According to the High Commission of India, the recent signing of the Asean-India free trade agreement (FTA) would give further impetus to the trade and investment linkages between them.
India and Asean’s total trade in services in 2006 was US$137.5bil and US$280.9bil respectively.
The negotiations on the new agreement are expected to be concluded by December.
In a statement, the High Commission said India and Asean aimed to achieve bilateral trade of US$50bil by 2010 with the recent signing of the FTA that would come into force on Jan 1.
Asean is a major trading partner for India and accounts for about 10% of its global trade.
From April 2007 to March 2008, bilateral trade between India and Asean was about US$40bil.
The trade in goods agreement focuses on tariff liberalisation on mutually agreed tariff lines from both sides. It is targeted to eliminate tariffs on 80% of the tariff lines accounting for 75% of the trade in a gradual manner starting next year.

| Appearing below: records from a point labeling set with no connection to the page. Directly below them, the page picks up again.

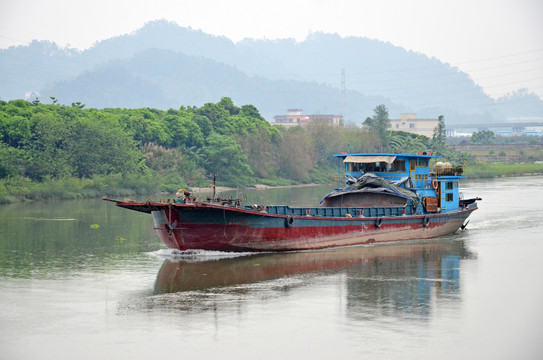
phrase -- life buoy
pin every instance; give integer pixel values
(289, 221)
(425, 221)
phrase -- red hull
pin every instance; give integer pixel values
(233, 229)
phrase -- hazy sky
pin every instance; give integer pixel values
(498, 42)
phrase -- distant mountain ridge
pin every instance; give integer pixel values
(164, 65)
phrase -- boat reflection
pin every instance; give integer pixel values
(417, 264)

Under the agreement, Malaysia will eliminate import duties on 6,792 tariff lines or products in the normal track (1) beginning Jan 1, 2010, and ending on Dec 31, 2013, as well as 1,266 tariff lines in the normal track (2) beginning Jan 1, 2010 and ending Dec 31, 2016.
The import duties on 1,336 tariff lines placed in the sensitive track by Malaysia will be reduced to 5% by Dec 31, 2016.
India, which is Malaysia’s 12th largest trading partner, will eliminate duties on 7,767 tariff lines or products in the normal track (1) by Dec 31, 2013 and 1,260 tariff lines in the normal track (2) by Dec 31, 2016.
The import duties on 1,810 tariff lines placed in the sensitive track by India will be reduced to 5% by Dec 31, 2016.
India, on its part, has excluded 489 items from the list of tariff concessions and 590 items from the list of tariff elimination to address sensitivities in agriculture, textiles, auto, chemicals, crude and refined palm oil, coffee, tea and pepper, among others.
Asean countries had also maintained a similar exclusion list from the proposed tariff concessions or eliminations, the statement added.
The agreement also provides for bilateral safeguard mechanisms to address sudden surge in imports after the agreement comes into force.
In such an eventuality, if it hurts a domestic industry, safeguard measures, including imposition of safeguard duties, may be put in place for up to four years.
The flexibility to invoke the safeguard measures would remain available for both sides for seven to 15 years from the date the agreement came into force, the statement added.
According to a spokesman with the International Trade and Industry Ministry, the FTA was the second bilateral trade agreement signed by Asean this year, after the one with Australia and New Zealand.